I never done it. I never killed my old man. But that’s not what I told the judge, so they sentenced me here to the Lagrange-1 penal space station. Used to be they sent criminals to Australia; now they don’t even want us on the planet.
We can’t contact no one; that’s part of the punishment. We’re on our own up here. We could blow ourselves up and Earth wouldn’t pay us no nevermind. They’re getting theirs, though. Asteroid’s gonna hit Earth but good. She’s coal black and comin’ in through the sun’s glare on a wonky orbit, so they didn’t see her until she was knocking on their back door. Now they can’t do shit.
I stare out the observation window. Man, but that mother’s gonna come close enough to almost give this hellhole of a space station a kiss. I done the math and them numbers unfolded in my head quicker than I could ask the computer. They got me here in engineering ’cause I’m nuts for numbers. In school they gave me the IQ test twice, ’cause they couldn’t believe someone like me could be smart. Judge said, ‘Stacey, you could’ve done something real good with them smarts, but you blew it.’ Judge never had a crackhead for a ma, though. Judge never had to jack podcabs to pay the rent. Judge never had to kill his old man.
Not that I done it.
I never done it ’cause I only ever wanted to do something good. I had these crazy ideas rattling around in my head, like dark matter is made up of every path we never took, and once we go the speed of light, time will stop, the past will catch up, and we’ll see all them lost possibilities.

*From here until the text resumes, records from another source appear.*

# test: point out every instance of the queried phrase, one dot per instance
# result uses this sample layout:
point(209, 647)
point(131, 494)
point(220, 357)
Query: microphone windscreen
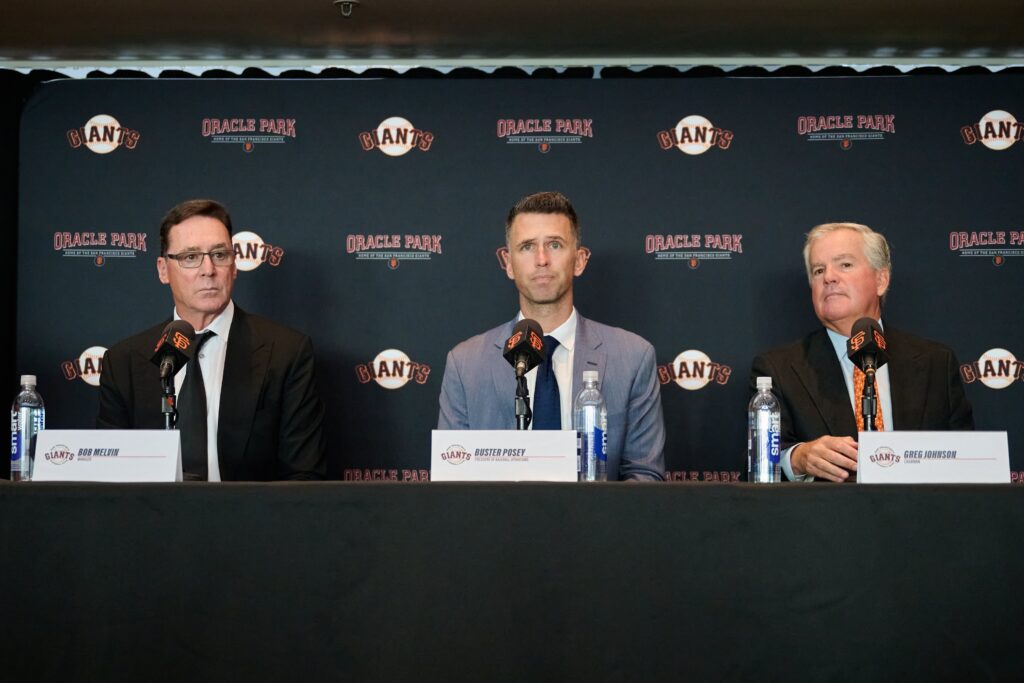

I never done it ’cause I wanted to go to one of them fancy schools instead of jail. Do the math and prove my theories, like they done in the movies. Stupid, stupid, stupid. Like they’d take someone like me. That’s what they said.
I should’ve done it. I should’ve killed the old man.
When they found out I was smart, I guess they thought they better test my kid sister. I didn’t need no test telling me Mari was off the charts. She was crazy smart, maybe more crazy than smart, but that’s how it goes. She’d drag roadkill home just so she could cut ’em up. She was that desperate to know how them animals worked.
After they stuck me here, Mari sent me holograms, real regular like. And for a while she done good.
Then her crazy came back.
Stacey, them voices is scaring me.
I stare at the asteroid. Mari’s crazy always came back. Every time the old man battered her. Every time he put her on the streets. And when she—
Stacey, I keep thinkin’ on what I done.
When we was kids I tried to get her some help, but we didn’t have no insurance, and the doctors turned us away.
Stacey, help me.
I couldn’t holo her back, ’cause that’s part of the punishment.
Stacey, I can’t live like this. I’m so sorry.
Mari said them last words real soft like, but they hit me harder than my old man’s fists ever did.
I hacked the comm system, then navigation. Screamed at Earth day and night, begging for them to help her. Said I was gonna ram this space station right up their ass unless they let me talk to her. They was all set to blow us to hell.
Until the asteroid showed up. Now it’s their turn to beg.
The asteroid does this slow roll, but it’s really the space station spinning. Just like my guts.
When Mari got pregnant, the old man thought he could beat it out of her. He was right.
Later I found her bent over him. The hairs stood up on the back of my neck because she was—
Why you lookin’ at me like that, Stacey? It’s just a dog got hit by a car, poor thing.
Mari done it.
Slit the old man from taint to teeth while he was passed out drunk. Guts laid out all over the place, labelled real neat like.
I took the rap ’cause it should’ve been me that done it. ‘Cause Mari was gonna cure cancer. ‘Cause I only ever wanted to do something good.
The comm system squawks again. Stacey, please help us.
Earth sent word to me last week. They only send word when somebody dies. That’s part of the punishment.
I scream at Earth to go to hell. No one ever helped me. Or Mari.
She jumped from a bridge. That’s what they said. They was real sorry. That’s what they said. You’re our last hope, Stacey.
That’s what they said.
I pound the comm panel so the pain lashing through my guts goes to my fists instead. I got so much hate. For this prison full of killers like the old man. For myself. For Earth.
But Earth’s gotta have another kid like Mari, statistics-wise. I know it ’cause I done the math.
I go ahead and let them numbers run free in my head. Mass and orbits and trajectories unfold like magic, just like they always done. I punch them into the computer and we accelerate.
The asteroid fills the window. It’s battered and full of craters, but it’ll go on for a few more million years. Just on a different path is all. I can make out screams coming from behind the barricaded door.
Before it hits, I think of all them lost possibilities. On what me and Mari would’ve done in some other timeline. How if we got a push in another direction, it might have been enough to change our trajectories. Mari would’ve done something great; I know that in my gut. Me, maybe I would’ve proved a couple theories. Maybe not. But I like to think so.
‘Cause I only ever wanted to do something good.